Title: Selective Attention Tracking - Neural Markers in Listeners Across Hearing Conditions Opponent: Professor Edmund C. Lalor, University of Rochester

Abstract: Understanding how the human brain selectively attends to a single speaker in multi-speaker environments is central to both auditory neuroscience and the development of hearing technologies. A promising approach for addressing these challenges, and learning how the brain encodes speech, is auditory attention decoding (AAD), which aims to infer a listener’s attended speech stream from measurements of neural activity, such as electroencephalography (EEG). 

Challenges within the field of AAD includes developing reliable and usable measure for selective attention in wearers. These methods should be both applicable in wearable EEG and robustly decode attention. Additionally, these methods should not bias decisions without necessity. Furthermore, the spectrum of listening scenarios is broad. AAD methods should be applicable to a wide variety of languages, talkers, acoustic listening conditions, and listening tasks such as switching attention between conversations of interest. Solutions should also work for both normal hearing and hearing aid users, as their acoustic experiences differ. 

This thesis develops and evaluates methods for tackling some of these challenges. The work investigates how preprocessing choices affect AAD performance, proposes model-based methods for quantifying relationships between continuous speech signals and concurrent neural recordings. The work also evaluates spatial feature extraction approaches for decoding the directional focus of auditory attention.
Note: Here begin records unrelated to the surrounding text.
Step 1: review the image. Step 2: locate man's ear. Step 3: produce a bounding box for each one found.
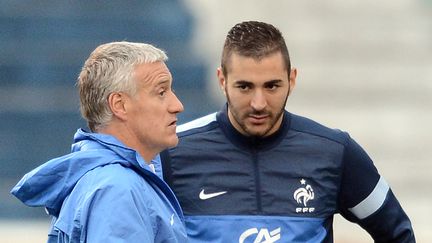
[108,92,128,121]
[288,68,297,95]
[217,67,227,96]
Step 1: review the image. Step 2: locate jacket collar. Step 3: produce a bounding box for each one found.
[72,128,146,165]
[73,128,165,178]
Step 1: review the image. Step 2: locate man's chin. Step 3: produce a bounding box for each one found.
[244,126,270,137]
[165,137,179,148]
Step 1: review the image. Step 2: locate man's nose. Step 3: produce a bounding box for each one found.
[170,93,184,113]
[250,90,267,111]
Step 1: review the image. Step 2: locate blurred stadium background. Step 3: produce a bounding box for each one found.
[1,0,431,242]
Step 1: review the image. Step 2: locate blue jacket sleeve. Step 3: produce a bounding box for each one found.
[338,135,415,242]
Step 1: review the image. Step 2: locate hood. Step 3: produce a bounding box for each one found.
[11,129,155,217]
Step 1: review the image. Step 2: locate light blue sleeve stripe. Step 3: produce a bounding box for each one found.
[348,176,389,219]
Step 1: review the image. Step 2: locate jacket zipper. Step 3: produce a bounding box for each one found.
[252,150,262,213]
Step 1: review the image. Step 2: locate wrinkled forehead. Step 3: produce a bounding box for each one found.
[133,61,172,87]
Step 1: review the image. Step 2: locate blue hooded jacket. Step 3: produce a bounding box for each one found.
[11,129,187,243]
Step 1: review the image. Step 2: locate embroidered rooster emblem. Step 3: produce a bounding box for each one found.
[293,179,314,207]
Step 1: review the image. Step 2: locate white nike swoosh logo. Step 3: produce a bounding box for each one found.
[199,189,227,200]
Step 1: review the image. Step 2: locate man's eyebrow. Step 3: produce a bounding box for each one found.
[234,79,283,85]
[234,80,253,85]
[265,79,283,84]
[155,79,170,86]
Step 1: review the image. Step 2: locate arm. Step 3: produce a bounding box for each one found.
[338,135,415,242]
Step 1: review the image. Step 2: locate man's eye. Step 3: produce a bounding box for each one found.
[159,90,166,97]
[237,85,249,90]
[266,84,279,90]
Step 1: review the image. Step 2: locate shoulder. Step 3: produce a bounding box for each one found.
[78,163,149,193]
[176,112,219,137]
[53,164,150,237]
[289,113,350,146]
[59,164,154,224]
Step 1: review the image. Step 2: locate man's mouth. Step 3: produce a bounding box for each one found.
[169,120,177,126]
[248,114,269,124]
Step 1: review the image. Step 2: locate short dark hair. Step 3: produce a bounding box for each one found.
[221,21,291,77]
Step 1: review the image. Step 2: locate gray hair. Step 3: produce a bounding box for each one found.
[77,41,168,131]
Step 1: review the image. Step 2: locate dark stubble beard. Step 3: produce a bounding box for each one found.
[225,85,290,138]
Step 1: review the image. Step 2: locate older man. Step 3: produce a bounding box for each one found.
[12,41,186,242]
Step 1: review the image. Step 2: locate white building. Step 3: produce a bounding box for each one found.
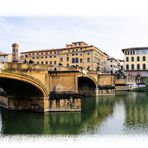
[0,52,8,63]
[106,56,123,74]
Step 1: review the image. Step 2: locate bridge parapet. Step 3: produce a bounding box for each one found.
[2,62,81,72]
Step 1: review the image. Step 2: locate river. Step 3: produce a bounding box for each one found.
[0,92,148,136]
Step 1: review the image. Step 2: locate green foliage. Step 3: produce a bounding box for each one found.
[145,77,148,87]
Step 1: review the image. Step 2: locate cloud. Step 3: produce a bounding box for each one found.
[0,16,148,59]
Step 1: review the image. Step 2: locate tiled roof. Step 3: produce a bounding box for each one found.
[0,52,8,56]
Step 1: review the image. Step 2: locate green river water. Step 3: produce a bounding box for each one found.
[0,92,148,136]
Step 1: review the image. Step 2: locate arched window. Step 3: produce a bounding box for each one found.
[137,64,140,70]
[126,57,129,62]
[75,58,79,63]
[131,57,134,62]
[126,64,129,70]
[72,58,75,63]
[143,64,146,70]
[143,56,146,61]
[60,57,63,62]
[137,56,140,61]
[131,64,134,70]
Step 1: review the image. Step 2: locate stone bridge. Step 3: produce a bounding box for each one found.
[0,63,115,112]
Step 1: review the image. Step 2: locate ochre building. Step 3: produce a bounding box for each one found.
[20,41,107,72]
[122,47,148,80]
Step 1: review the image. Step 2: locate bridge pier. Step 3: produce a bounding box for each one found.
[0,96,50,112]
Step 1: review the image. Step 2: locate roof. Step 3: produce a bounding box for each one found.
[0,52,8,56]
[12,43,19,47]
[122,47,148,52]
[21,44,106,56]
[20,45,91,54]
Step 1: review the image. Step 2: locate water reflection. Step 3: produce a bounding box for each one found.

Furthermore, a novel dataset is introduced, capturing more ecologically valid listening conditions including conversational speech, attention switching, and mobile EEG recordings. The generalization of state-of-the-art AAD methods to these settings is examined. Finally, methods for tracking auditory attention dynamically over time are explored as a step toward real-time applicability. The results highlight both the potential and current challenges of integrating neural attention decoding into future hearing aid technology, with the long-term goal of understanding and enabling selective attention in varied acoustic scenes.